BINGO! You win the prize. I have only heard once on TV and once in a magazine article the real reason this stuff won't work. To generate enough electricity to do a small town takes more land mass COMPLETELY covered with solar cells, than the city it provides for. The windmills are killing over 100,000 birds a year right now. How many of those are Spotted Owls, or rare woodpeckers or something, we don't really know. You can imagine the carnage if we went with wind farms all over the country. Besides the land masses involved, they are still impractical economically. If it made sense, we would be doing it already. There is enough wacko money(aka Soros, Buffett, etc), already out there if it made sense. What they want is you, the taxpayer to fund their boondoggles.
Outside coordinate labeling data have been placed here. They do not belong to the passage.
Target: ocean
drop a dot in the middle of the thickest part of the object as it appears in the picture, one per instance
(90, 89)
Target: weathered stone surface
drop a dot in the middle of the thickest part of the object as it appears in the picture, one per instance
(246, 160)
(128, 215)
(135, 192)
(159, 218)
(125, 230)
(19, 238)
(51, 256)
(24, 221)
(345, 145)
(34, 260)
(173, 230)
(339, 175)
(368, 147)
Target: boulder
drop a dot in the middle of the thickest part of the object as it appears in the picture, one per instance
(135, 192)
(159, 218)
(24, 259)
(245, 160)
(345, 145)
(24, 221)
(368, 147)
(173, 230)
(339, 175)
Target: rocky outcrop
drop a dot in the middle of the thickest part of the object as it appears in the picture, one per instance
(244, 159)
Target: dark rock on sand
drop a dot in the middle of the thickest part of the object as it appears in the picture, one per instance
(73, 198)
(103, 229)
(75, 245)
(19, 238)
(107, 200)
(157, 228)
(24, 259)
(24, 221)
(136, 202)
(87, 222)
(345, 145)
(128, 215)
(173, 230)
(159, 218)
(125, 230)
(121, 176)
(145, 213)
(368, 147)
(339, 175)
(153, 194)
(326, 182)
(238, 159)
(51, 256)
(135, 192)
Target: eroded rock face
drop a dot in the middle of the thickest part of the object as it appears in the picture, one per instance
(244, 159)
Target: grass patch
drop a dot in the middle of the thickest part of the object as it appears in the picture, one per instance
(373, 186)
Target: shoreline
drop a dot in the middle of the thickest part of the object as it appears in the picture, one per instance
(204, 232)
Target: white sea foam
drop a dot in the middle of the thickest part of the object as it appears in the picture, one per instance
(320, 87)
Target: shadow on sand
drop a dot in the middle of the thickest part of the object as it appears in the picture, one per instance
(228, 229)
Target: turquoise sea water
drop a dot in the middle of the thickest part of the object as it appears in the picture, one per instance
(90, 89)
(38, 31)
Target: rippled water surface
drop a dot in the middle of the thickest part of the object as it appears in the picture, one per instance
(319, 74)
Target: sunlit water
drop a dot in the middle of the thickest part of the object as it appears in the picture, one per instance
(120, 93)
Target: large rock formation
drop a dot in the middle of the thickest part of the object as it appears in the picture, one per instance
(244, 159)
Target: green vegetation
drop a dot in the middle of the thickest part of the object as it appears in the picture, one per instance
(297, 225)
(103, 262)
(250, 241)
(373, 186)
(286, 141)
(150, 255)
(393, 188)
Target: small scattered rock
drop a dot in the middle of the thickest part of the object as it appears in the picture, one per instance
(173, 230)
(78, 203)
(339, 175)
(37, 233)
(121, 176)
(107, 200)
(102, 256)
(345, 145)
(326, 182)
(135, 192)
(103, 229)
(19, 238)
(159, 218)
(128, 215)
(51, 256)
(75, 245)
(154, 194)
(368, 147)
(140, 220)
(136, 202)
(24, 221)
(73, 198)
If solar could triple in efficiency, or even double, maybe it would be worth the loss of land mass, but just think what land is going for in So California.

If every house had solar shingles covering the entire roof, maybe you could watch TV and run a fan and a couple of lights for free. But that 60 amp double breaker that runs the AC will still be fed by the light company.
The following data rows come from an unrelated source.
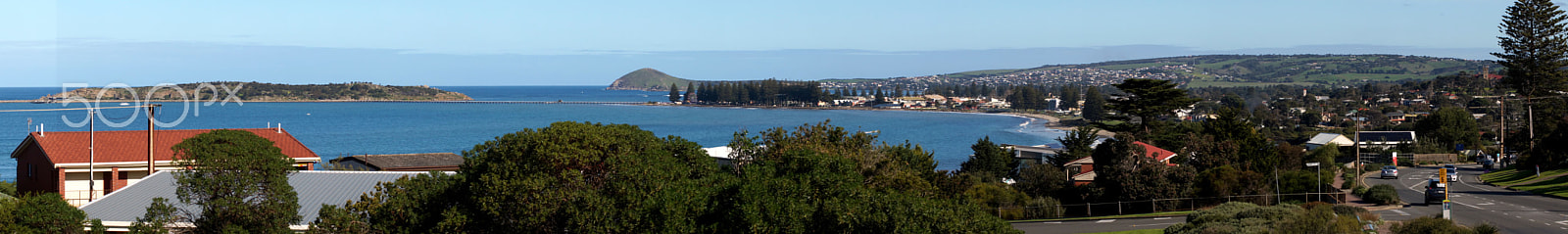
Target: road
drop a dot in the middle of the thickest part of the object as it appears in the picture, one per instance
(1098, 225)
(1474, 203)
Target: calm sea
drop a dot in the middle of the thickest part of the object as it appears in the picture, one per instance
(334, 129)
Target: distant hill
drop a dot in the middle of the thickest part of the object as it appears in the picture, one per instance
(273, 91)
(647, 79)
(1211, 70)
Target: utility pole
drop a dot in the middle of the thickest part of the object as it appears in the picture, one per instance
(149, 137)
(91, 154)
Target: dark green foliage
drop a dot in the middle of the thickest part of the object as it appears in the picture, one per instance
(1429, 225)
(990, 161)
(240, 182)
(1094, 104)
(7, 187)
(1251, 218)
(564, 176)
(1449, 127)
(1382, 195)
(1534, 47)
(43, 212)
(601, 178)
(1150, 99)
(156, 220)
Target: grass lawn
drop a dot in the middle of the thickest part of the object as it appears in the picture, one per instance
(1136, 215)
(1136, 231)
(1513, 176)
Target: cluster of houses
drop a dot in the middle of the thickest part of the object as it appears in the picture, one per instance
(122, 171)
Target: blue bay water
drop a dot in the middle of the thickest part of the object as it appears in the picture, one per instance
(334, 129)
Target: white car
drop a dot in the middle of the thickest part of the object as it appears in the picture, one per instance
(1390, 171)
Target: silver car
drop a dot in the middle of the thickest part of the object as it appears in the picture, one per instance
(1390, 171)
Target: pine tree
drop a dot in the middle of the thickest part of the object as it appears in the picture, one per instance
(1534, 47)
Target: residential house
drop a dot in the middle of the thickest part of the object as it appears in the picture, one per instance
(60, 163)
(1329, 138)
(1082, 170)
(1384, 140)
(313, 189)
(400, 163)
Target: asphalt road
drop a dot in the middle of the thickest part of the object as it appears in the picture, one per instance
(1474, 203)
(1098, 225)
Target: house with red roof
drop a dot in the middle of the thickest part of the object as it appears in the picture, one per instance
(63, 163)
(1082, 170)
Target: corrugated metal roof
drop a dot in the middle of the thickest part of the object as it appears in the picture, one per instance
(132, 145)
(313, 187)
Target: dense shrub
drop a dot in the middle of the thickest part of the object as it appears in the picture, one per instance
(1382, 195)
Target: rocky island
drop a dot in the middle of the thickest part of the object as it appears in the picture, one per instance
(255, 91)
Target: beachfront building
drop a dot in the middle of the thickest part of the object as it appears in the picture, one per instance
(63, 163)
(314, 189)
(1329, 138)
(400, 163)
(1082, 170)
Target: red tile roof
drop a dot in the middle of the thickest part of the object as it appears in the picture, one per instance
(132, 145)
(1156, 153)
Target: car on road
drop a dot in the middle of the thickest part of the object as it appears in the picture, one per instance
(1390, 171)
(1454, 171)
(1437, 190)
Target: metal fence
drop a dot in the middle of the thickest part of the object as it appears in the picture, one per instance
(1150, 206)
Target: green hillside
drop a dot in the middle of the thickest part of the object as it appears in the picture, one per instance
(647, 79)
(1215, 70)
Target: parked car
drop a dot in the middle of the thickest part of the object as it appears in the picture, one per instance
(1454, 171)
(1435, 190)
(1390, 171)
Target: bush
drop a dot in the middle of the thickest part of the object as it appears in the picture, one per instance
(1382, 195)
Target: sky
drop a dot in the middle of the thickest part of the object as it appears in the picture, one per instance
(592, 43)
Why the MSM keeps this myth alive about the greedy oil companies stopping progress beats me. If solar was the future, Exxon would buy the panel makers. GE is already big in wind. There is no money in it, ergo, it won't make it in a capitalistic economy.

Course, with the recent Supreme Ct decision, maybe we could just eminent domain California, Oregon, and Washington, and cover them with solar and windmills. That way we get rid of 3 blue states, and get some juice to boot. Put the people on reservations in Utah and Nevada or something so we can keep track of them and re-educate them. Maybe a special place for San Francisco in Kansas or something. Excuse me, my mind is wandering.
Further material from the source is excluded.